Chief Justice of Nigeria
- In office 30 January 2007 – 30 December 2009
- Preceded by: Salihu Alfa Belgore
- Succeeded by: Aloysius Iyorgyer Katsina-Alu

Personal details
- Born: 31 December 1939 Kutigi, British Nigeria
- Died: 21 October 2018 (aged 78) London, England
- Alma mater: Ahmadu Bello University SOAS University of London

= Idris Legbo Kutigi =

Chief Justice of Nigeria from 2007 to 2009

Idris Legbo Kutigi (31 December 1939 – 21 October 2018) was a Nigerian lawyer and jurist. He was Attorney General and Commissioner for Justice in Niger State before becoming a high court judge. He joined the Supreme Court of Nigeria in 1992 and served as Chief Justice from 30 January 2007 to 30 December 2009.

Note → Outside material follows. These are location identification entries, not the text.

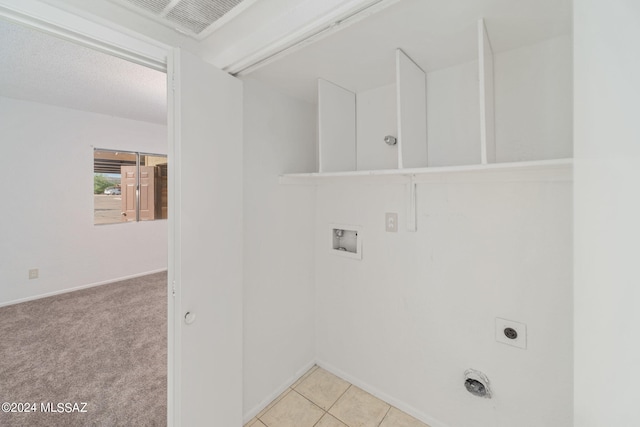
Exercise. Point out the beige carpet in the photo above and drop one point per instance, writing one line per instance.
(105, 346)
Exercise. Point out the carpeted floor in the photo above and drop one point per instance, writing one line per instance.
(105, 346)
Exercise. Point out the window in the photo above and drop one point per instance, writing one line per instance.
(128, 186)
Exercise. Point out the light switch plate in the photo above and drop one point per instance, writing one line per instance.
(511, 333)
(391, 222)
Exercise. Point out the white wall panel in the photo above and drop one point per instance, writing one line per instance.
(376, 118)
(412, 112)
(419, 309)
(336, 127)
(607, 208)
(279, 307)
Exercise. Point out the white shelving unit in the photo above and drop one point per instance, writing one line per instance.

==Early life and education==

Born in Kutigi, North-Western State (now located in the Lavun Local Government Area of Niger State), Kutigi attended elementary school in that town and middle and secondary school in Bida. He then moved on to Government College (now known as Barewa College), and then to Ahmadu Bello University (both in Zaria, Kaduna State). He left the country for England, where he studied at the School of Oriental and African Studies, University of London and Gibson and Weldon, before returning to attend the Nigerian Law School in Lagos, Lagos State. He was called to the bar in approximately 1964.

==Career==

Kutigi was the Solicitor General and Permanent Secretary, North-Western State in 1976 and later became the Attorney General and Commissioner for Justice in Niger State as well as the Director of public Prosecution, three positions he held concurrently between 1976- 1977 before becoming a high court judge. He was elevated to the Supreme Court in 1992 and was later appointed in 2002 by President Olusegun Obasanjo as the Chief Justice of Nigeria to succeed the outgoing Salihu Alfa Belgore. Belgore retired on 17 January 2002 and Kutigi succeeded him on 30 January 2002, after being confirmed by the Senate. he amended the 1979 Fundamental Human Enforcement Procedure Rules that later became the Fundamental Rights (Enforcement Procedure) Rules 2009.

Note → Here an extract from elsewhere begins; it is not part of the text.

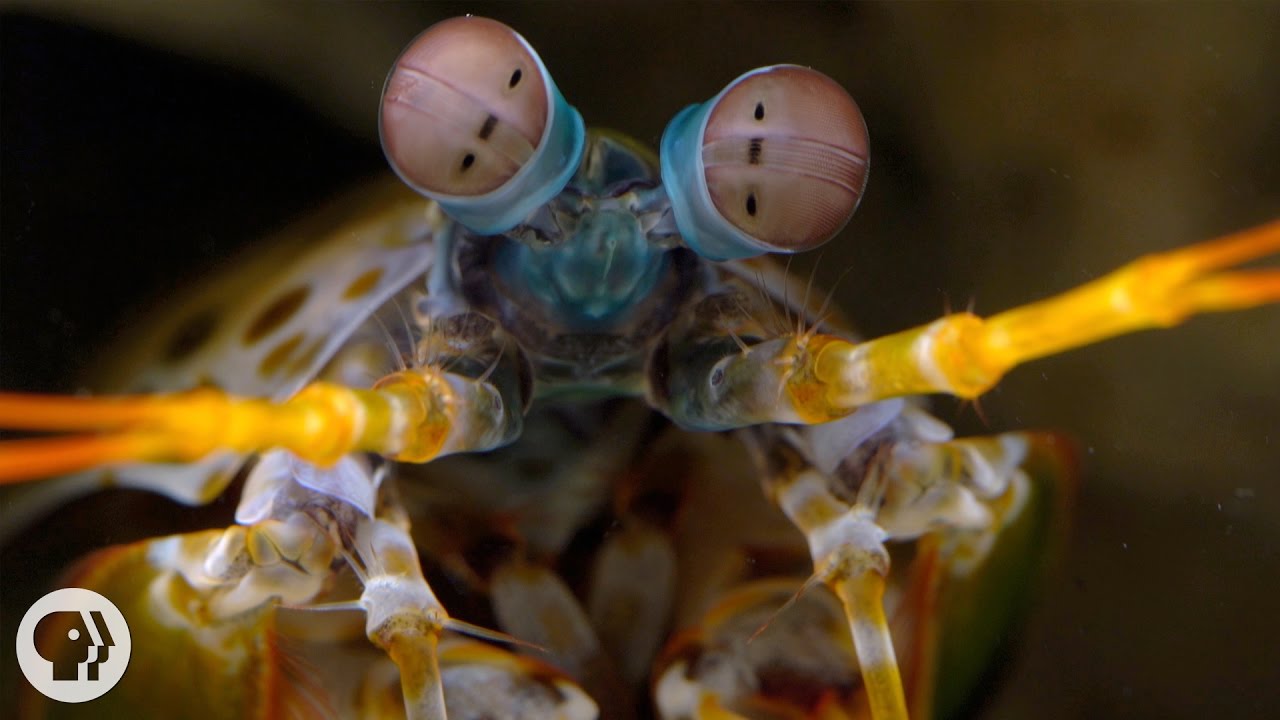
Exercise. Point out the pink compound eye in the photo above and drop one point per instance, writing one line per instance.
(785, 154)
(465, 108)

Kutigi retired on 30 December 2009, having reached the mandatory retirement age of 70. He swore in his successor, Aloysius Iyorgyer Katsina-Alu. The President of Nigeria usually swears in the Chief Justice, but President Umaru Musa Yar'Adua was not available on this occasion due to ill health. He afterwards returned to serve as a high court judge until his death in October 2018. Kutingi also continued to attend Council of State meetings held at the decision of the president.

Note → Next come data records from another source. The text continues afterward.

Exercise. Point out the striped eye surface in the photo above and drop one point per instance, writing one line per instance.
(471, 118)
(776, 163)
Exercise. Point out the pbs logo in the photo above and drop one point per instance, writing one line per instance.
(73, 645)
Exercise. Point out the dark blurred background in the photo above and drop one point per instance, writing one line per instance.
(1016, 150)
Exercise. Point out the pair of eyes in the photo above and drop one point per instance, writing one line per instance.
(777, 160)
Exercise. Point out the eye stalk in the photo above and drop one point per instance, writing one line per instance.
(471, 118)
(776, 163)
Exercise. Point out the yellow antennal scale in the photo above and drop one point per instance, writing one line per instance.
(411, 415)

In 2014 he was appointed chairman of the National Conference on constitutional matters by President Goodluck Jonathan. His appointment was widely welcomed by those on all sides of the Nigerian political spectrum with praise coming for his impartiality and fair handedness. On 12 June 2014 he stepped in to separate northern and southern politicians who almost came to blows during a conference meeting over a disagreement on holding a one minute silence to honour those that died during the 1993 presidential election. Kutigi later described the conference as the "most arduous" to have been held in Nigeria's history due to the short length of time, four and a half months, that had been allowed for it. By its conclusion more than 600 resolutions had been addressed covering points of law, public policy and the constitution. The findings were presented in a 22-volume, 10,335-page document.

== Personal life ==

Kutigi had 18 children and more than 42 grandchildren. He died in a London hospital on 21 October 2018 following a short period of illness.

A street in the Federal Capital Territory was named in his honour in April 2015. The Justice Idris Legbo Kutigi International Conference Centre in Minna is also named for him.

As a mark of honour following his death the Nigerian flag was ordered to be flown at half mast at the Supreme Court of Nigeria, the official residence of the chief justice, all judicial institutions and courts of records for seven days. A book of condolence was opened at the premises of the Supreme Court.